Sul banco dei testimoni passano una decina di appartenenti della Guardia Civil che, avendo preso parte agli interventi dell’1 di ottobre nei seggi elettorali, lamentano aver riportato alcune lesioni fisiche. Ma è soprattutto il turno della Policía Nacional, che il giorno del referendum intervenne nei vari distretti di Barcellona o in alcuni dei seggi situati a Girona e Lleida, quelli in cui si registrò un alto numero di feriti tra i cittadini per effetto delle cariche della polizia. Famosi per questa brutalità sono diventati, tra gli altri, i seggi degli istituti scolastici Pau Claris, Mediterrània, Escola Pia, Jaume Balmes, Ramón Llull, Joan Boscà, Pau Romeva, Joan Fuster.
Il racconto degli oltre 30 poliziotti ascoltati dalla Corte è sempre abbastanza uniforme nel denunciare l’atteggiamento ostile e violento dei manifestanti per impedire l’attuazione del mandato giudiziario e nel segnalare l’assenza di collaborazione dei Mossos, quando non la aquiescenza con la popolazione mobilitata ai seggi. Si tratta per lo più di poliziotti che predisposero le relazioni sull’accaduto nei vari distretti della capitale catalana, appartenenti alla polizia giudiziaria con il mandato di requisire le urne e il materiale referendario (sostenuti in questo compito dalle unità di ordine pubblico) o con funzioni di intelligence, in vigilanza all’esterno dei seggi per controllare la situazione.
Si scopre che quel giorno le polizie fecero a gara nello spiarsi reciprocamente: poliziotti spagnoli in borghese che osservavano i movimenti di poliziotti catalani senza uniforme che osservavano le mosse di poliziotti spagnoli mimetizzati. Si conferma, inoltre, che la Policía Nacional si servì di infiltrati tra i manifestanti e che l’intervento nei seggi era stato pianificato indipendentemente da un dispositivo di cooperazione tra le tre polizie.
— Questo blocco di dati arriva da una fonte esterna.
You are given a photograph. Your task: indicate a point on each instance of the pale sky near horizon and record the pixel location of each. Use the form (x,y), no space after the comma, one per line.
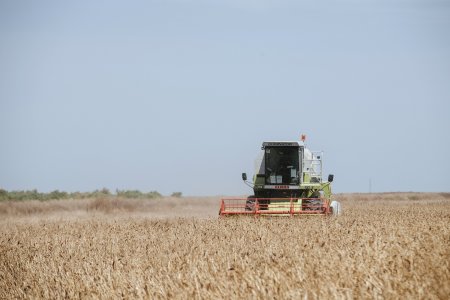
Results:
(179,95)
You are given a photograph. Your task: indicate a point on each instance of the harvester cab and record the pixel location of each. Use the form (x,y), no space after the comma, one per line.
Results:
(287,181)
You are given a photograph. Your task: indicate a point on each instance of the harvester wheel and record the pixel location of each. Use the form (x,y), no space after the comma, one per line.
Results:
(250,203)
(335,208)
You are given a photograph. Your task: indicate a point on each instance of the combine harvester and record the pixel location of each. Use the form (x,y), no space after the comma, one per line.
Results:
(287,182)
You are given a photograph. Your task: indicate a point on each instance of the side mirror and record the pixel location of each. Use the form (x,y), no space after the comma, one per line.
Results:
(330,178)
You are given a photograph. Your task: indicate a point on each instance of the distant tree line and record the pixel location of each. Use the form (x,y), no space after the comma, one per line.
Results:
(35,195)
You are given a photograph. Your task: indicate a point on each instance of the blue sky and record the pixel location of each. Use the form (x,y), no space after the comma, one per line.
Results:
(179,95)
L’accusa popolare di Vox insiste nel chiedere se ci fossero dei leader ad organizzare la mobilitazione ai seggi elettorali, ma sempre di più appare chiaro che l’1 di ottobre fu un atto di disobbedienza popolare auto-organizzato, che neppure l’intervento del Governo catalano avrebbe più potuto fermare. L’Avvocatura dello Stato s’interessa invece costantemente del ruolo dei Mossos, per dare sostanza all’accusa di sedizione mentre la Procura generale propone spesso ai poliziotti domande in cui è implicita la risposta.
Gli addetti del corpo nazionale della polizia spagnola parlano di “resistenza di carattere sovversivo”, raccontano di insulti, di lancio di oggetti, di uso di ombrelli per attaccare (quel giorno a Barcellona pioveva). Descrivono la “massa” che impediva loro il passaggio, l’aggressione ai veicoli, l’abbattimento delle porte delle aule nelle scuole come inevitabile, la necessità di sparare a salve per farsi spazio. Individuano un nuovo concetto, quello della “barricata”, montata su con il mobilio scolastico per rallentare l’entrata delle forze dell’ordine. In generale affermano di non aver osservato, quel giorno, lesioni in danno dei cittadini convenuti.
Ma le notizie sul processo, questa settimana, sono anche fuori dall’aula giudiziaria: si possono leggere sul giornale spagnolo El Diario e quello inglese The Times, che riferiscono di una relazione firmata da Sir Hugh Orde e Duncan McCausland, alti funzionari della polizia britannica con oltre 30 anni di esperienza, proposta come prova dalla difesa di Jordi Cuixart e respinta dal Tribunal Supremo. I due funzionari contestano la versione fornita dalla Guardia Civil sui fatti del 20 settembre, davanti alla sede del Dipartimento di Economia a Barcellona: «Le valutazioni dei video registrano normalmente un ambiente di calma nell’edificio durante tutto il giorno ‒ sostengono ‒. Si vedono gli agenti della Guardia Civil e dei Mossos d’Esquadra, insieme agli impiegati, entrare e uscire dall’edificio normalmente attraverso l’entrata principale. […] Si vede una moltitudine che può descriversi come pacifica, per quanto rumorosa». Con riferimento all’1 di ottobre, poi, i due funzionari scrivono: «Ci sono immagini perturbanti di un uso indiscriminato della forza e di un comportamento violento da parte di agenti della Guardia Civil e della Policía Nacional ingiustificabili e sproporzionati rispetto alla minaccia esistente».
L’altra notizia del processo fuori del processo è quella della conclusione dell’istruttoria del Tribunale n. 13 di Barcellona sul referendum del 1 ottobre, da cui ebbe inizio la macro-causa contro l’indipendentismo catalano. Rinviati a giudizio sono una trentina di alti funzionari della Generalitat e i direttori della televisione e della radio pubbliche catalane, per i reati di disobbedienza, distrazione di fondi pubblici, falsità documentale, rivelazione di segreti e prevaricazione.
Alle prossime elezioni di aprile e a quelle di maggio, sei degli imputati accusati di ribellione, in carcerazione preventiva da oltre un anno e attualmente sotto processo, si presentano come capi-lista dei rispettivi partiti. Hanno perciò chiesto di essere messi in libertà per poter fare la campagna elettorale a parità di condizioni con gli avversari. Il Tribunal Supremo, peraltro, ne ha respinto la richiesta, perché i presupposti per la privazione della libertà «continuano ad operare e lo fanno con particolare forza considerando il momento in cui si trova il processo”.